As God sent Christ to reconcile the world to himself, so now we are sent to proclaim that message to men so that they might be reconciled to God as well, becoming new creatures in him and righteous before him. That is the setting of Matthew 28:18-20 as Jesus says, “All authority in heaven and on earth has been given to me. God therefore an make disciples of all nations, baptizing them in the name of the Father and of the Son and of the Holy Spirit, teaching them to observe all that I have commanded you. And behold, I am with you always, to the end of the age.”
Therefore, just as much as union with Christ has made us righteous, new creations, and reconciled to God, it has made us messengers of that reconciliation.
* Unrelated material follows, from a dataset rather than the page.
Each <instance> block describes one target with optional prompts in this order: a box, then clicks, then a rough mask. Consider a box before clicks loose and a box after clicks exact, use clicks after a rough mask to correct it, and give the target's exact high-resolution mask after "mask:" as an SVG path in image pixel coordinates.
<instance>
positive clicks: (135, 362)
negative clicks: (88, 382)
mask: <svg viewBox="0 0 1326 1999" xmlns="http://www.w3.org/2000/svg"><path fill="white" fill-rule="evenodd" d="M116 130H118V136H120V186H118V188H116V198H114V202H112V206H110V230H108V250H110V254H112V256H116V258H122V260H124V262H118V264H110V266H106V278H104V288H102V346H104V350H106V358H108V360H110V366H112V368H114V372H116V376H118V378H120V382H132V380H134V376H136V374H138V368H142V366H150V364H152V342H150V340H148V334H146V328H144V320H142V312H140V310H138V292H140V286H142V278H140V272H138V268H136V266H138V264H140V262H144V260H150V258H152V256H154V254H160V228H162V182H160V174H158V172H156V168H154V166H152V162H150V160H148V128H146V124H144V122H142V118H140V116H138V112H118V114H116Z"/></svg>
We no longer live for ourselves, as we have been unified with him in his death, as Paul writes in verses 14-15, “For the love of Christ controls us because we have concluded that one has died for all therefore all have died and he died for all that those who live might no longer live for themselves but for him who for their sake died and was raised.” Therefore, our thought and practice must be, “for me to live is Christ,” and as I said at the beginning of this series, that is worship.
Thus we must see ourselves as tools which God will use to bring about the application of his righteousness, new creation, and reconciliation. Reconciliation is not our work, Christ has done it, but it is the message of that work that we must proclaim to men, as Paul writes, “We have this treasure in jars of clay, to show that the surpassing power belongs to God and not to us” (1 Corinthians 4:7).
So, to be his child means to live a life of worship and part of that is speaking the message of reconciliation.
Therefore, in light of this reality, let me urge you to strive to do the following:
1) Understand the work of Christ’s atonement as deeply as you can that you might be a formidable messenger of reconciliation. Read and pray over the Word.
2) Speak the hope of new creation, reconciliation, and righteousness to men that is found in the atoning work of Christ. Speaking the gospel is a difficult thing to do at times, but it is through speaking the Word that faith comes and through faith that one is saved.
3) Finally, pray for God to work. He’s not left us alone in this work, for Paul reminds us that it is “God making his appeal through us,” even as Christ reminded us that he would be with us always. Therefore, pray for God to work in men’s hearts as you speak his message of reconciliation.
Let’s worship by proclaiming the message to all men that has made our worship possible – the reconciliation brought by the cross of Christ. To him be glory forever, Amen.